ONE PROFESSIONAL TRANSLATOR’S CHRISTMAS AFTERTHOUGHTS
Well, Christmas Day 2017 has come to an end. My Christmas was pretty quiet and low profile in that I spent mine with no-one other than my family, never leaving the house; although we watched the Queen’s speech together, I was more interested in completing missions on Watch Dogs 2 than watching repeats of Dad’s Army with my parents when we weren’t eating big meals and drinking a lot. There wasn’t even any snow.
Of course, I realise that none of this is important at all when weighed against the topic of my business plans for 2018. If anything, I’ve got my eyes on mastering LinkedIn and other social media proper when I’m not too busy doing translation work, sending invoices or chasing debts – I’m wondering if all the money I spent and all the work I did to get my new website on the first page of Google (go to Google and type “translator uk” and see for yourself) was really worth it. Still, I am a bit disappointed that I have failed to post any Christmassy business blog content this year; well, until now, when all the hype has died down.
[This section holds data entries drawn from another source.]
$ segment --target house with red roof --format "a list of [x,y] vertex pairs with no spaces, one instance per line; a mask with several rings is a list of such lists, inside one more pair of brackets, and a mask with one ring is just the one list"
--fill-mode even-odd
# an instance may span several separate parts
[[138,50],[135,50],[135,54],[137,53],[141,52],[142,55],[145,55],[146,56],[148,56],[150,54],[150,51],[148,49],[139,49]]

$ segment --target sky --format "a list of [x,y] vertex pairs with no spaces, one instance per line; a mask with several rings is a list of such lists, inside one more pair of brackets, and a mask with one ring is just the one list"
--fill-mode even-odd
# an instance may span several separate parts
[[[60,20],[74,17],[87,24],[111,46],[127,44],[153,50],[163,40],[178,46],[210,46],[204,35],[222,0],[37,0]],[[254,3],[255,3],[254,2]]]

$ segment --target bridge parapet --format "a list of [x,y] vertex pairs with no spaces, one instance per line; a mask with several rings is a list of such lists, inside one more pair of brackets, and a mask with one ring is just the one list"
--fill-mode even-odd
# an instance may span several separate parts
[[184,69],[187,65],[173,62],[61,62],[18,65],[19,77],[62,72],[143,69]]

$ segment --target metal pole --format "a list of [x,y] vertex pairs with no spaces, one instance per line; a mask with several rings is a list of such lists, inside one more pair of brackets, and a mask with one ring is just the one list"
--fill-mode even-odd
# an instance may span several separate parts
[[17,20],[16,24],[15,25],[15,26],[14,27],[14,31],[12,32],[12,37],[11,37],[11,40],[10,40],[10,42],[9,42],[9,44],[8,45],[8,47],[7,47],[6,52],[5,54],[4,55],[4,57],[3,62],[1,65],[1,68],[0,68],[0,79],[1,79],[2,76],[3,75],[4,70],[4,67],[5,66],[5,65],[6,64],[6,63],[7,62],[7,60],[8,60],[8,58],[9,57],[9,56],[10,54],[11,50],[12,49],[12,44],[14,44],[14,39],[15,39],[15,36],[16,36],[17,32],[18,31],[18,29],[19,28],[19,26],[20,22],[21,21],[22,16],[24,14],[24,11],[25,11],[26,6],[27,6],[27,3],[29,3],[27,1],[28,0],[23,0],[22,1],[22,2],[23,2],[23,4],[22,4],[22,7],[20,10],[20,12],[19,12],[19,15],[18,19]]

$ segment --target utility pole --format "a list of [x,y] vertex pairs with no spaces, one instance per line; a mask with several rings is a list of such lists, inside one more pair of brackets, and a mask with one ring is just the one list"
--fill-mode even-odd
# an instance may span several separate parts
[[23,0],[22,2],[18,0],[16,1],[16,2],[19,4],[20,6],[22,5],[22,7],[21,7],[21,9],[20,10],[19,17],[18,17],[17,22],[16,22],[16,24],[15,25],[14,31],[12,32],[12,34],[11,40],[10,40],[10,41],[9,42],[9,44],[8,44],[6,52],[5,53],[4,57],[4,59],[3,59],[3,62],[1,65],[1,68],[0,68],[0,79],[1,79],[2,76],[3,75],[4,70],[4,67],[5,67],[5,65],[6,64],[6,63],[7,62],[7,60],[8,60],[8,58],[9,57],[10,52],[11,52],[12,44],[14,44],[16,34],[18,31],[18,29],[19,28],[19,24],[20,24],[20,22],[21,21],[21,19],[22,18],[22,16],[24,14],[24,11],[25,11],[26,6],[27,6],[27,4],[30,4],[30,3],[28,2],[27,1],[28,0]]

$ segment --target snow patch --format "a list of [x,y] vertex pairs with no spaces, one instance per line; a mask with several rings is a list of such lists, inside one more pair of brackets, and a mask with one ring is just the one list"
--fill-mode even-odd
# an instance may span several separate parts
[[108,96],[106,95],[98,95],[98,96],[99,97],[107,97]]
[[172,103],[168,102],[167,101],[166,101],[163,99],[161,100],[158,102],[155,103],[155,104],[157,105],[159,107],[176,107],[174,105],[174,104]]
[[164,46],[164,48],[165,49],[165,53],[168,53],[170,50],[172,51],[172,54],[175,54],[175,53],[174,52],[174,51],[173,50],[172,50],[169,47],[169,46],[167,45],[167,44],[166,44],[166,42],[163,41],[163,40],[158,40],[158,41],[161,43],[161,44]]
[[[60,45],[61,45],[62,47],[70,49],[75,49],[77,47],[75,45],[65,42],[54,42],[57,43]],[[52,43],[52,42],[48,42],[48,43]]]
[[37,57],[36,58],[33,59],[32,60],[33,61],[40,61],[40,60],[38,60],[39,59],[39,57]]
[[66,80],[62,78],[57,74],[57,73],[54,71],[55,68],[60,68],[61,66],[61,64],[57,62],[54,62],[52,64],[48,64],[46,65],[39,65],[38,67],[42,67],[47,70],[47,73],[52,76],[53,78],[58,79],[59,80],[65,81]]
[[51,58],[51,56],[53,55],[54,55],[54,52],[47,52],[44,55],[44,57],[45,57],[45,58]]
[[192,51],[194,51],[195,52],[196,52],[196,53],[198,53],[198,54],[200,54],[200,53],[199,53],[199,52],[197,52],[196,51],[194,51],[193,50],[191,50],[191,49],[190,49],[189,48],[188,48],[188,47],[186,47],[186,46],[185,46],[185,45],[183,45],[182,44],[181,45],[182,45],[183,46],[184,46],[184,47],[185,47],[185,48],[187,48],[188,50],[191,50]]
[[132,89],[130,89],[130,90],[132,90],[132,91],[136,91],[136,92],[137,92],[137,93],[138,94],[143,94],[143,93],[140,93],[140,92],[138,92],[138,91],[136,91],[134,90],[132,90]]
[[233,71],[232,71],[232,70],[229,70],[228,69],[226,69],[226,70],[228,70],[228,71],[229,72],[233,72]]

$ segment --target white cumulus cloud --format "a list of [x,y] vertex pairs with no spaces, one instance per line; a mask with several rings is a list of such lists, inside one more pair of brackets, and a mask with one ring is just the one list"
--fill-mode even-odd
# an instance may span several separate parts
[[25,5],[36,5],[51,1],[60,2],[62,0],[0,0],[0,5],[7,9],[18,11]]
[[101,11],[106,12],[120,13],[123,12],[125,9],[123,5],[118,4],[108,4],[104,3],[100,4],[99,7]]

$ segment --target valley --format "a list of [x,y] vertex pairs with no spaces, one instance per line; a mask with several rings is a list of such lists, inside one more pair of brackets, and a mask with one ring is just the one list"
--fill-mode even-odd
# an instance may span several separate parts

That said, I can still remember the time I wished my clients a Merry Christmas and included a picture of the Christmas tree I had at the time – it was 2013, to be exact – but I don’t want to develop a habit of posting unoriginal rubbish; I would only feel like I was defiling myself out of the notion that I was acting insincerely. I know that lots of people send their clients Christmas emails and while I got my share from translation companies that I work for – how easy is it to forget exactly whom they were from, or even that individual ones even existed?
When all’s said and done, though, I hope my clients had a Merry Christmas this year, and I wonder how many languages I will remember to say “Merry Christmas” in by next year from this list https://www.whychristmas.com/customs/languages.shtml
…although, if I may say so myself, I was surprised to see it translated in certain languages, such as Hebrew (for Israel is a Jewish country) or Arabic (the language of Muslims) etc. Shows what I know, I guess.